I have your ear & don't kid yourself - many others too - If I can't convince a PC kinda guy like you - how in the heck do you think I would be able to reach those appointed to do as they are selected to do :roll: or a Director that is always playing catch up &/or scared to take the Lead :******:

From what I heard - I missed nothing & if no one else had the Balls to say or ask any of the things that I would of - then whats the point of me being the goat & seeing it escalate into a embarrassing situation

You see I bet I have attend a lot more of those meeting than you have - back when I was more full of hope & thought you could change things by getting involved -

Let me tell you it really never works - until people are fed up & demand changes

I have Ran for public office & held appointed positions -One for 5 years on GF Planning & Zoning Commission - zogman knows cause I saw him there lots of times - he also knows how to get things done politically - at least in his area of expertise (talk about a rubber stamp :roll: ) It's the same from water boards to school boards to county to state - to church councils to Corporate boards- If you speak up you better be ready to carry the ball & they (the board) or political leaders, or Top Administrators or owners - can & will bury you in BS - & burn you out - until you learn to go with the flow - or learn why am I beating my head against this wall - when most don't care (where were at) ??? I don't care what it is, if you don't conform, or play by their rules, you are up against nothing but stubbornness & don't make waves & either eventually you become one of them, or so frustrated you drop out. Or you better have a few powerful - wealthy folks that pull strings behind the scenes to change the blockade of boards & advisory meetings - these folks are there to run interference & handle the general publics rantings & ravings - but in the end - I'm sorry it is not how most changes occurs. 

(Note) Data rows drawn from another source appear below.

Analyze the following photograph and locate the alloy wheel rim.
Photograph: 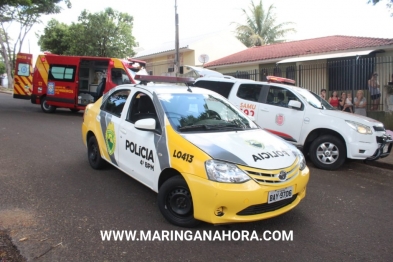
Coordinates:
[316,142,340,165]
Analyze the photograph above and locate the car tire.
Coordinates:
[41,96,56,113]
[41,96,56,113]
[87,136,106,169]
[158,176,201,227]
[309,135,347,170]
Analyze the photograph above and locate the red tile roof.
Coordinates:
[204,35,393,67]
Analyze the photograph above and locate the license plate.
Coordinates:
[382,144,390,153]
[267,186,293,204]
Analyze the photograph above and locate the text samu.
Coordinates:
[252,151,290,162]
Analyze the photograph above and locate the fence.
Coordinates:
[225,57,393,111]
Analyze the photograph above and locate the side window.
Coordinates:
[194,80,233,98]
[17,63,30,76]
[111,68,131,85]
[48,65,76,82]
[266,86,299,107]
[101,90,130,117]
[236,84,262,102]
[126,92,160,131]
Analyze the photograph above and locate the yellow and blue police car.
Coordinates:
[82,76,309,227]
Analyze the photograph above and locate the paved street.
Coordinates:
[0,93,393,261]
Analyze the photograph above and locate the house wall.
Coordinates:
[188,31,247,66]
[296,59,328,94]
[212,65,258,75]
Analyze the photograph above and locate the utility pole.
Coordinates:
[174,0,180,76]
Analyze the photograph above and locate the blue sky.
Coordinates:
[8,0,393,54]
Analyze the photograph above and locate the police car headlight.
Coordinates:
[293,148,307,170]
[345,120,373,135]
[205,160,250,183]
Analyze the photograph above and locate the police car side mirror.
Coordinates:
[135,118,156,131]
[288,100,302,109]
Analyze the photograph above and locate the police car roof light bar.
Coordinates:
[135,75,195,85]
[266,76,296,85]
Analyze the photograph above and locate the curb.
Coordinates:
[363,160,393,170]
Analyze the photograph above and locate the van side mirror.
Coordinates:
[288,100,302,110]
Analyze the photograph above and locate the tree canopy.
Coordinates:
[0,0,71,87]
[235,0,295,47]
[368,0,393,17]
[38,8,137,57]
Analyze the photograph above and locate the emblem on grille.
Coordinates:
[278,170,287,181]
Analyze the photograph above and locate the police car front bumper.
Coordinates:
[186,167,309,224]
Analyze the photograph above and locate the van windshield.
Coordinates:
[296,88,334,110]
[158,93,258,132]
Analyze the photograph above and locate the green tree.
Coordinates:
[38,8,137,57]
[235,0,296,47]
[37,19,71,55]
[0,0,71,88]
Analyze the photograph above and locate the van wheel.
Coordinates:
[41,97,56,113]
[158,176,200,227]
[309,135,347,170]
[87,136,106,169]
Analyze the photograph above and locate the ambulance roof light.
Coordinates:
[266,76,296,85]
[135,75,195,85]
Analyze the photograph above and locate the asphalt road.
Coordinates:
[0,93,393,261]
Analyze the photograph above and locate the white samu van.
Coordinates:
[194,76,393,170]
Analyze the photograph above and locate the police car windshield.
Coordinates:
[158,93,257,132]
[296,88,329,109]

But get a bunch of women fired up & showing up about a cause & watch the good ol boys scramble to straighten things out :lol: Or a paid politician that sees the writing on the wall & that they screwed the pooch & all of a sudden they become much more clear in their thinking and purpose

This is usually a younger mans game - some in their late twenties or 30's get the urge or a push to get involved & think they can really make a difference :-? - but most likely get a taste of fighting the system & think they can do a better job than the clowns running things, or even a taste of success, after being the leader of a group that does change something, then they try to get more involved, or run for office - but appointed or volunteer boards or committees at this level ( G&F Regional Reps.) are some of the worst - people who are, lets say upper crust, or have more time & lots of $$$ & are generally really nice folks - but they are not going to upset any balances & more than likely vote the way administration or whoever appointed them wants them too - & the beat goes on :roll: - Just look at J C's & who does the work & who is bailing out & can't wait to get out after a year or too or else they are just so social & there isn't anything else to do that they stay on for ever :-?

If you speak up & have a better idea - you better have the energy & smarts & sales ability to push it thru & even then if it is a too radical or too much work, or trouble, or changes the money flow & / or shifts power your in for a real eye opener :eyeroll:

But get a neighborhood or town or large group & a couple of respected people that know the ropes all pizzed off & it is amazing how the red tape & BS gets cut thru & things can happen

I say thats where we are at - play their games all you want, but until we get mad & stay mad & demand changes or seriously threaten lawsuits or referral votes - it ain't going to make a hill of beans difference in who attends these goofy meetings - & that I'm sure of from past experience

Been there done that --- you want to call me out more ---just ask 

But the truth can hurt & most don't really want to hear or deal with it :eyeroll:

& I'm tired of your insinuations that all I do is sit behind this computer - You would be totally amazed what I do in a days time - & this is only a sideline amusement :roll: You are the one that is always saying that I rarely agree with Fetch - well guess what I'm starting to rarely agree with you

& if you want to get snooty it doesn't take me days or weeks to respond - It just flows & is a gift :lol:


----------



## Dan Bueide (Jul 1, 2002)

Sometimes messy, dirty, sneaky - yep *THE PROCESS *can be all of that too. But you're either in it and working your way through with others to advance the cause, or you're just sitting on the sidelines, uselessly *****ing about it and demanding to everyone other than those who have the power to make change that someone do something for you.

We've got enough folks with strong opinions and willing only to *****. If we're going to get anything done, we're going to need many more actually willing to pitch in.


----------



## cootkiller (Oct 23, 2002)

Come on Fetch,
You forgot COOTKILLER. :lol:

cootkiller


----------



## Field Hunter (Mar 4, 2002)

Just got my ND Wildlife Federation membership in the mail and should get the United Sportsmen of ND anyday. It doesn't cost much money to be a member. $10.00 at one and $25.00 at the other. Shouldn't be a detirent to anyone.

Oh ya, Forgot to mention....I'm embarrassed to admit that I've hunted in ND 35 years and have never belonged.....anyone else out there that NEEDS to join?


----------



## Fetch (Mar 1, 2002)

Mine are also in the mail today

print this out http://www.ndwf.org/membership_app.pdf

and this http://www.unitedsportsmen-nd.org/application.php

I believe these are our best hope of getting enough people together to Save ND

$$$ talks & BS walks - it will take money & folks writing & calling to really make a difference

http://www.nodakoutdoors.com/signup.php
& get on this & help spread the the word to all -especially those that don't seem to care or worry about these things

& just like other wars your either with us or against us & it's time to wake up & pick a side & support them.


----------



## dosch (May 20, 2003)

[No message]


----------



## zogman (Mar 20, 2002)

I have a really DUMB question I not sure who or where to ask. But it has been mentioned many times. Why does teachers convention week end put so many hunters in the field? :eyeroll: The days they get off from school are for teachers convention, continueing education, etc,,,,,,,NOT FOR HUNTING! That period of time should have the least hunters in the field, that is if the teachers are true to their profession oke: Hey cootie and kenny????


----------



## redlabel (Mar 7, 2002)

You're right, it's a dumb question.

Several freinds and I take those days off of work and take our kids hunting.


----------